Lo estaba valorando. Reuben llevaba dinero, todo lo que se había llevado de su apartamento: casi quinientos dólares. Eran capaces de matarlo por mucho menos. Por allí mataban a la gente por unas zapatillas deportivas o una chaqueta de béisbol.

—No quiero coca, no quiero crack y no quiero problemas. Me habré ido en cinco minutos. Ni me olerás.

—Ya te huelo. Y hueles a poli.

Reuben tenía que decidir rápido si iba a hacerse el duro o ser educado. El vigía le daba miedo. No porque fuera un tipo duro, sino precisamente porque no lo era. Los hombres como él eran de paja; prendían fuego a la menor llama. Pero como siempre pasa con ellos, les gustaba hacer daño de vez en cuando, sólo para demostrar que, en un momento dado, también podían ser un pedernal.

—Eso no tiene nada que ver contigo. Esto es un asunto privado. Ya te he dicho que no quiero problemas. Pero como te pongas tonto, dejará de ser privado.

Llegó el momento de moverse. Reuben fue hacia la escalera, con intención de pasar de largo del vigilante. Al hacerlo hubo un destello y el hombre tenía una navaja larga a unos centímetros de la cara de Reuben.

En el piso de arriba alguien tosió, una tos prolongada y estremecedora que se extinguió quedándose sin aliento. Una puerta se cerró de golpe. Sonaba música, rap con un ritmo seguido. En el pasillo reinaba el silencio.

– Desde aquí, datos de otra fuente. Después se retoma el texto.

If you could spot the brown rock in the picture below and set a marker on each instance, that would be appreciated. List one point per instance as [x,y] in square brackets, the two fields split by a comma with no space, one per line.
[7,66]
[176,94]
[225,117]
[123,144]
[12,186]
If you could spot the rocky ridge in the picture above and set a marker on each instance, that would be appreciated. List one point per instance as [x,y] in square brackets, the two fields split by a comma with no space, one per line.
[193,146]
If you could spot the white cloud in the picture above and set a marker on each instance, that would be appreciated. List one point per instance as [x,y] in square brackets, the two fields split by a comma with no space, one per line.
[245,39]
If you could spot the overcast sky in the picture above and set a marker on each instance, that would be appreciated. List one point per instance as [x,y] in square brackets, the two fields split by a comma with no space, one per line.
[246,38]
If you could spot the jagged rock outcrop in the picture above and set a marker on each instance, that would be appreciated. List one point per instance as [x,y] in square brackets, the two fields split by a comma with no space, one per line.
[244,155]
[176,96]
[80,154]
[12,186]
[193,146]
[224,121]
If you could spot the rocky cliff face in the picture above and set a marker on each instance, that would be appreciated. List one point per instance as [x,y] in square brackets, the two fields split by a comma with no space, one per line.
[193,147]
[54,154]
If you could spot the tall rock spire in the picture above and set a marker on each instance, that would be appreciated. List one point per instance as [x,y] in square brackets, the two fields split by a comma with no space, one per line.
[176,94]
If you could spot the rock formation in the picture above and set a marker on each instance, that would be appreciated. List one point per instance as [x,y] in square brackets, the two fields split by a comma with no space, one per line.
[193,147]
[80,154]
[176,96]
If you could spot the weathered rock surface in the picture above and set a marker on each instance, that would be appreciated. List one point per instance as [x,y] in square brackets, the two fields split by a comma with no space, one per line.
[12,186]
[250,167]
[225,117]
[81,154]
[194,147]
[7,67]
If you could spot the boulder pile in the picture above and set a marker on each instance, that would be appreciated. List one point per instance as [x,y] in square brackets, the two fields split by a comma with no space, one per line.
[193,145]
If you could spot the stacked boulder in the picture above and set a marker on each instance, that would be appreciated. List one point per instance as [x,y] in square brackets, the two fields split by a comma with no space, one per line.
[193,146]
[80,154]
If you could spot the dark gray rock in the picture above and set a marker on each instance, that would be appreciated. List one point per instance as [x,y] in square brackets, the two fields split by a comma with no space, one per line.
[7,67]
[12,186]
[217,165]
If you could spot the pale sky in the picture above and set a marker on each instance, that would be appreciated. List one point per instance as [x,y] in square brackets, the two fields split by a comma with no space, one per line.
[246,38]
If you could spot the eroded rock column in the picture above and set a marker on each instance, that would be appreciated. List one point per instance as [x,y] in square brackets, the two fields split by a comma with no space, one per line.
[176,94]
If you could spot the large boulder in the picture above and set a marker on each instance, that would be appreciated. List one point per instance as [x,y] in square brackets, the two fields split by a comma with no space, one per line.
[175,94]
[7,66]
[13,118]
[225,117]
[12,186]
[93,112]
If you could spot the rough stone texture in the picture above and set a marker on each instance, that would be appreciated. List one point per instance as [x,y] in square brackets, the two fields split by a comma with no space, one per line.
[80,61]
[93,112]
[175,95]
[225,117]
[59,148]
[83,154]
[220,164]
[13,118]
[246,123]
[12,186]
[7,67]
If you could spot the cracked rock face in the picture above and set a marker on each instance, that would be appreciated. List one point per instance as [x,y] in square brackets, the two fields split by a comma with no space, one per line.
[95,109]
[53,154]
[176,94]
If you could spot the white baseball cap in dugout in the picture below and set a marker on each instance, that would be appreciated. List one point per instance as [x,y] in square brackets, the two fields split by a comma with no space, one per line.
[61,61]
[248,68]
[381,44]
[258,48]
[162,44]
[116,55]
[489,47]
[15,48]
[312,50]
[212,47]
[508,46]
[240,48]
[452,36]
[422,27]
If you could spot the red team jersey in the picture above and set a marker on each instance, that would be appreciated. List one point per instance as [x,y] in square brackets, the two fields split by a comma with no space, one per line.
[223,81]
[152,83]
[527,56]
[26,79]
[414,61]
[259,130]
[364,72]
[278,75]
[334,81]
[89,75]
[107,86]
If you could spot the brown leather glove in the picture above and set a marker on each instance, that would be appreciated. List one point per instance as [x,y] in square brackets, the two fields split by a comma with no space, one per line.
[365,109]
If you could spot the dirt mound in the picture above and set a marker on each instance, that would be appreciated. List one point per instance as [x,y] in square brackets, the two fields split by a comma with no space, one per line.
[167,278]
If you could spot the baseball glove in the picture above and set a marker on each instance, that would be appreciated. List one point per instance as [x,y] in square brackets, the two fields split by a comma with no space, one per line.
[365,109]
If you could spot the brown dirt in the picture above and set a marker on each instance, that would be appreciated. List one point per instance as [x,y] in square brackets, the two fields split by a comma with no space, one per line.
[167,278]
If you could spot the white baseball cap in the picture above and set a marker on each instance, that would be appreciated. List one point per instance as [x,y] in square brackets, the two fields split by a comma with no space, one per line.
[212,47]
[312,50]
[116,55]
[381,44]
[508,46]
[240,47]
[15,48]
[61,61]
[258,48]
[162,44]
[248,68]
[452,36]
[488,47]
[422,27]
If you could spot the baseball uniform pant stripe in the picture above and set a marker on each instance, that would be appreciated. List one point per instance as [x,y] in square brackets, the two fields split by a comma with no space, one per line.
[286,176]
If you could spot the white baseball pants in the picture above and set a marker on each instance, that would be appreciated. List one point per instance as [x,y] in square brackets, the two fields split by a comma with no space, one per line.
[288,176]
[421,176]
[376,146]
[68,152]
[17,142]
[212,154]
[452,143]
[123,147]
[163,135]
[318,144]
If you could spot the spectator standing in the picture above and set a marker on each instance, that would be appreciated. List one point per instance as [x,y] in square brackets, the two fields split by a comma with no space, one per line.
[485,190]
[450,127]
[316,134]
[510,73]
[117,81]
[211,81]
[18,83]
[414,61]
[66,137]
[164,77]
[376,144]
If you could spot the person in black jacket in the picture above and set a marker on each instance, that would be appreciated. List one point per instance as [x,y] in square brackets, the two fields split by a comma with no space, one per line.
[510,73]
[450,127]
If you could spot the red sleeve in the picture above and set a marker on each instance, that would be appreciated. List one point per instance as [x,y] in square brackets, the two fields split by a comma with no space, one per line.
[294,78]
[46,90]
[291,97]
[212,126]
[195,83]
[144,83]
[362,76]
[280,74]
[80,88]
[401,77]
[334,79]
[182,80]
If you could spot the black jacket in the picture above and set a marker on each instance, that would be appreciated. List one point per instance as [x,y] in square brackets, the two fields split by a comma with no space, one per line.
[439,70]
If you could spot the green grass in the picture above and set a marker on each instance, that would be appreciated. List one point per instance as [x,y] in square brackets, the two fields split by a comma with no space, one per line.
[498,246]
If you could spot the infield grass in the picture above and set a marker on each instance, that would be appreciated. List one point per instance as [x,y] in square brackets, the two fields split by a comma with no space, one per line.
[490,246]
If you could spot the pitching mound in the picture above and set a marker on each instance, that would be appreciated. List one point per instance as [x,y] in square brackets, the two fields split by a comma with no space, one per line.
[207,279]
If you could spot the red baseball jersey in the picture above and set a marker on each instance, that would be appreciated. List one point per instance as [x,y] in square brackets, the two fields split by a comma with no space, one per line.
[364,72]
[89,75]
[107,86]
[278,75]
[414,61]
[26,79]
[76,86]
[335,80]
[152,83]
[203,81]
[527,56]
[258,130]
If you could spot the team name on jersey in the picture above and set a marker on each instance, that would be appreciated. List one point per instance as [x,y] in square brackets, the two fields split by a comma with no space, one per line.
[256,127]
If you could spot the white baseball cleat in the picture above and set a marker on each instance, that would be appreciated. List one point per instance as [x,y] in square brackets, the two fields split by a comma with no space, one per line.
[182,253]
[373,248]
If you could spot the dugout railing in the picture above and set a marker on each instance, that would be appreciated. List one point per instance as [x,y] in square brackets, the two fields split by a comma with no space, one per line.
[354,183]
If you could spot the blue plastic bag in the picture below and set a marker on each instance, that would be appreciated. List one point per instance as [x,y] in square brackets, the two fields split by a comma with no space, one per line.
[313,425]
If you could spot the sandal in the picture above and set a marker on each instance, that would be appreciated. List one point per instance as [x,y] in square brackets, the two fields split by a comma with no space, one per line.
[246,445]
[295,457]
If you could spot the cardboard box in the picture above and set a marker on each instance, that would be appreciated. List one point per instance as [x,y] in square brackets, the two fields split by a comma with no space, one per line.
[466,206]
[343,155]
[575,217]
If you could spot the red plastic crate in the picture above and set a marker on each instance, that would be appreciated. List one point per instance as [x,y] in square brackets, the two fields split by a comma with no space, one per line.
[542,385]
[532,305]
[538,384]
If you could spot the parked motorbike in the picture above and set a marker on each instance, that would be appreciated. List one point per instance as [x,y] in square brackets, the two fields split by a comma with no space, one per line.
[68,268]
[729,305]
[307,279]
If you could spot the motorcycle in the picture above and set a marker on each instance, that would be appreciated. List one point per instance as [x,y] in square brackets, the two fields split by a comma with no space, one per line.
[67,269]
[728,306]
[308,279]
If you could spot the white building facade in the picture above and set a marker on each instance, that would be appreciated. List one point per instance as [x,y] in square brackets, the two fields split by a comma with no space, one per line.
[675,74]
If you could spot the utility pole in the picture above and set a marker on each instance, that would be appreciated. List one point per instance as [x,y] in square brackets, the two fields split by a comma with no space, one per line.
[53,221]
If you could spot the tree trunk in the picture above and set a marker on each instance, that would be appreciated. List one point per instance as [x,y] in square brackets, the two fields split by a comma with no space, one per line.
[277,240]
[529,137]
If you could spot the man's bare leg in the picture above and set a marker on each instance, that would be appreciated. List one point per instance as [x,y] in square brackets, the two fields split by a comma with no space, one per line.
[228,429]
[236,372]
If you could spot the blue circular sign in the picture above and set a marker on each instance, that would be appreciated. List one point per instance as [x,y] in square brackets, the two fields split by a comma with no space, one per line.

Reuben se oía respirar, un sonido primitivo, extraño.

El hombre tenía la navaja cerca del cuello de Reuben. La hoja larga de la navaja brillaba heráldicamente, lisa, bien lubricada, afilada como una hoja de afeitar. Reuben dio un paso atrás, con la vista pegada a la hoja. El hombre se adelantó, manteniendo la posición del cuchillo. Estaba puesto en posición, relajado, fascinado por el brillo de su propia hoja. No era la primera vez que lo hacía.

De repente, Reuben dio un paso al lado y giró, apartándose del alcance de la navaja. El hombre la clavó en el aire, se dio la vuelta y alcanzó el hombro de Reuben. Éste se le acercó. El otro se abalanzó sobre él. Un movimiento de esgrima, pero sin la habilidad o la fuerza del deportista. Reuben lo esquivó sin dificultad y dio con fuerza en el fino antebrazo. El hueso se quebró con estrépito. Dedos insensibles dejaron caer la navaja sin sangre al suelo. El hombre se agachó, lloriqueando.

—La próxima vez —dijo Reuben— búscate alguien de tu talla.